Feel it to Heal it

Aha! Moments of the Body. Part 1

The Body is the Subconscious Mind

Knowing yourself starts with becoming intimate with all of who you are. This means taking your attention away from the outside world and swivelling it round to look inside your own inner world, into the depths of your bodymind. It is from these depths that you receive information from your whole self, tuning in to all of your frequencies, not just the static in your head. The body holds a vital intelligence field without the need for any mental productions on your part. This intelligence is a an intuitive knowing that is prior to thinking, subtler than thinking, a way of understanding in its own right. The Aha moment of insight can erupt in the body, leaving the mind to decode it only after the event. Body and mind working together in concert, only this time the body is the orchestra leader and when the learning is embodied, it is felt at a more authentic level of being. This is because this intelligence is not knowledge, it is not gleaned from the outside world. This is an in-dwelling in-tuition waiting endlessly for your attention.

Body Aha moments can be life-changing because they come from emotional intelligence and are accompanied by a visceral sense of certainty and clarity that is beyond the thinking mind to comprehend. The rapier Aha cuts clean through the mire of sensations, emotions and feelings to expose truth. It acquaints you intimately with what’s true for you and in this way you come to know yourself, to befriend yourself.

This is an example of the Aha being sensed in the body before translation by the thought system:

My body senses it, my heart opens and my brain finally registers its meaning”. (S.H., client)

This quote highlights the sheer emotional intensity of embodied insight:

Goosebumps all over, neck hair standing up, blood rushing through my veins, tears in my eyes and a funny feeling in my tummy”. (M.L., client)

The fact that the body holds great wisdom escaped the Western mind post Enlightenment when all ways of knowing were relegated to the cranium. Recent studies like those of Candace Pert (“Molecules of Emotion”) have forced a rethink. We used to believe that chemicals involved in transmitting emotions (peptides and their receptors) were localized in the brain, hence ‘neuro-peptides’. Pert discovered that these chemicals are located throughout the whole body as well as the brain. They are found in profusion in the heart and the gut as well as being transmitted into all the body’s systems from the nervous system to the immune system to the very surface of the skin.

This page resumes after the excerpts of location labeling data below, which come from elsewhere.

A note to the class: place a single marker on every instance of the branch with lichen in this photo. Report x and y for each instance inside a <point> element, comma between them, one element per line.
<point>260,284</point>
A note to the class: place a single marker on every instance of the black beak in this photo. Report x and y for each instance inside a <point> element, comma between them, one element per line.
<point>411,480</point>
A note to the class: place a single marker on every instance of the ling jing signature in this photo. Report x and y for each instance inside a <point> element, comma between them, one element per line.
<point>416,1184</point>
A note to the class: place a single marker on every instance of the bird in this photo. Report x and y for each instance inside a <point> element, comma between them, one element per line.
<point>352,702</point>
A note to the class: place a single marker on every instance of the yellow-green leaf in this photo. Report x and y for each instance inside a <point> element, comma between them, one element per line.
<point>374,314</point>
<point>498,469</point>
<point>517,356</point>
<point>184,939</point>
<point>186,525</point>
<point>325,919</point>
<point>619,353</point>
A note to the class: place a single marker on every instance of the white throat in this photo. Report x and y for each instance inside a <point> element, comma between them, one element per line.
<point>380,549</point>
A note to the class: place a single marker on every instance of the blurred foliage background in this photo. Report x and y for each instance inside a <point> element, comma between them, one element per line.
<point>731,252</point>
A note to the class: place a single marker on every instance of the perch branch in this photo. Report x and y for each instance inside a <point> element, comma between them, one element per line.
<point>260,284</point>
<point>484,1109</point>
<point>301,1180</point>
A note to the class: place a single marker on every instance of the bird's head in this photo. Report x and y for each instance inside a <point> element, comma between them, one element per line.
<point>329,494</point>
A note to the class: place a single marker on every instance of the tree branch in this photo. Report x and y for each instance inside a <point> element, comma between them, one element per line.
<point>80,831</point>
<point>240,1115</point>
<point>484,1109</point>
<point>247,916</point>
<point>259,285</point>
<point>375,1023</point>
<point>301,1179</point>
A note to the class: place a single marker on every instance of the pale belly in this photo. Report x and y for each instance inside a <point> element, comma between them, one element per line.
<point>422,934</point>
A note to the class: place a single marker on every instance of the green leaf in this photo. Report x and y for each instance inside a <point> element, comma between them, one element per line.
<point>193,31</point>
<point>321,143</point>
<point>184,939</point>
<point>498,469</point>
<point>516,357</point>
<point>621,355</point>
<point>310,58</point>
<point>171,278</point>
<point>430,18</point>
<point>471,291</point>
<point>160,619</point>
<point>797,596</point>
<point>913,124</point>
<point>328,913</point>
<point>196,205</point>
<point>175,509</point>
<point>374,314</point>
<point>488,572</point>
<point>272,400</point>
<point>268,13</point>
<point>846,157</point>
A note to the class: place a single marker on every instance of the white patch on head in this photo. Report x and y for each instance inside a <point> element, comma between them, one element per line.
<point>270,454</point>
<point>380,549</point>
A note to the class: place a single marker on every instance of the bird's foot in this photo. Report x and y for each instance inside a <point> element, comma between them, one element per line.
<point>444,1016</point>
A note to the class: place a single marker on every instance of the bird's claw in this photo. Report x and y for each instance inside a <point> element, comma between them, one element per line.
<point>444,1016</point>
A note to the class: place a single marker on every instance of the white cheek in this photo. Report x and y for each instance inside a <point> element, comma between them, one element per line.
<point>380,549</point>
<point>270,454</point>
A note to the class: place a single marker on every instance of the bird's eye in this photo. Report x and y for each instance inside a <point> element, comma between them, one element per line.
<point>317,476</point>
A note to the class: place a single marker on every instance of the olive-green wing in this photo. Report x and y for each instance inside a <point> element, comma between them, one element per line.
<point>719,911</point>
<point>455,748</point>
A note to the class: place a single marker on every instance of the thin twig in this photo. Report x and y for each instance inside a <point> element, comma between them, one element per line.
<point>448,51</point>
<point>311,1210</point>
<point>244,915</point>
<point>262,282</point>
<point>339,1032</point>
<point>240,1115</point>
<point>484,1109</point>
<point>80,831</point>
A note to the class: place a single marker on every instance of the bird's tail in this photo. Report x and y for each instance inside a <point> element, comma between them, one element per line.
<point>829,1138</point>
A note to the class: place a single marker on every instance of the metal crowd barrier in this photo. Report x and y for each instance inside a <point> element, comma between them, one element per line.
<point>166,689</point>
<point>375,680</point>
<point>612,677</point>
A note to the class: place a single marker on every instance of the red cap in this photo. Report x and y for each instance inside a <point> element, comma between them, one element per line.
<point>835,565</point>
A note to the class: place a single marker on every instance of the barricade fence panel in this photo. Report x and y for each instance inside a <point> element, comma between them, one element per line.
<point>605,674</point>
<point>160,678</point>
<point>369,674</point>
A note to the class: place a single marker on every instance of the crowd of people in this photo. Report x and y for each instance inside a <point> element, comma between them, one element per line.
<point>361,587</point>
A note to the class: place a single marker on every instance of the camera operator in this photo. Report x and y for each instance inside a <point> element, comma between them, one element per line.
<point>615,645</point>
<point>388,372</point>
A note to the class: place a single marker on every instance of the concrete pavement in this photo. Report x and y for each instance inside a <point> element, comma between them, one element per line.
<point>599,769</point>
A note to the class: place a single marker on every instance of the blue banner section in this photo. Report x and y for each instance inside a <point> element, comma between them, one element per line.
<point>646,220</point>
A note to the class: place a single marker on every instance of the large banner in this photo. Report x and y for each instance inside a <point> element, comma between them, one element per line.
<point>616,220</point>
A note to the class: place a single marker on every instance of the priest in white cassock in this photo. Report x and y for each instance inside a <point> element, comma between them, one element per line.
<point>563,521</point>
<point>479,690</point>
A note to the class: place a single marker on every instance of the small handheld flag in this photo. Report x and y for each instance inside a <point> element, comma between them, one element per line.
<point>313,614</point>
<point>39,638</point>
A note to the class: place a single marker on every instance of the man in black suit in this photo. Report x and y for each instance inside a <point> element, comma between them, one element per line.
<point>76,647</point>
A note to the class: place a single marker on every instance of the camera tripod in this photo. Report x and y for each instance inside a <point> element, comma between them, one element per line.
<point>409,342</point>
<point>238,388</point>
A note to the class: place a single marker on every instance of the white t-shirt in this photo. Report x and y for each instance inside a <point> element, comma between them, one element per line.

This has huge implications for understanding and healing the bodymind. Having a ‘gut’ feeling becomes more than a metaphorical description, it’s a source of somatic knowing. Instead of the brain conducting the orchestra that is the body, the whole bodymind is an orchestra of exchange with receptors swopping information about emotional states. Pert explains that the decision as to what becomes a thought rising to consciousness and what remains an undigested thought pattern buried at a deeper level in the body is mediated by these receptors, leading Pert to conclude that the body is the subconscious mind. So the body has much to teach us when buried feelings are unearthed through insight.

When Aha moments bring unconscious feelings to the surface, these are felt as true and they feed the mind with fresh ideas:

 “Aha! Confirmation of the truth from my gut – ideas popping in my head”. (A.D., client)

Practices

  1. Your life energy always follows the flow of your attention. So give your body the kindness of your attention. Become aware of your body ‘geography’ – how you hold your body, how you walk, sit, move, breathe. Play with changing normal actions – use your left hand instead of your right, try walking in a different way and at different speeds, sit with a straight spine if your tendency is to hunch up. Get creative with ideas on trying new ways of holding and using your body. If you’re sitting at a desk for hours, get up at regular intervals and stretch your body, noting where pain or tensions arise. Note also how pleasurable it is to feel that you are in your body, stretching it, using it, enjoying the strength of it.
  2. When you feel agitated simply take a 7/11 breath or two. Just breathe in deeply for a count of 7 and breathe out slowly for a count of 11. Making each out breath longer than the in breath naturally calms the body. The very act of counting distracts the mind from its usual aimless chattering. Give your full attention to your breath as you follow its journey into and out of your body. Continue until you feel calm. This body of yours that has been largely neglected since childhood will begin to thank you for the attention and will start to feel loved again. It is in the heart that you will find the answers to the most important questions.
There is a way of breathing
that’s a shame and a suffocation
and there’s another way of expiring
a love breath, that lets you open indefinitely.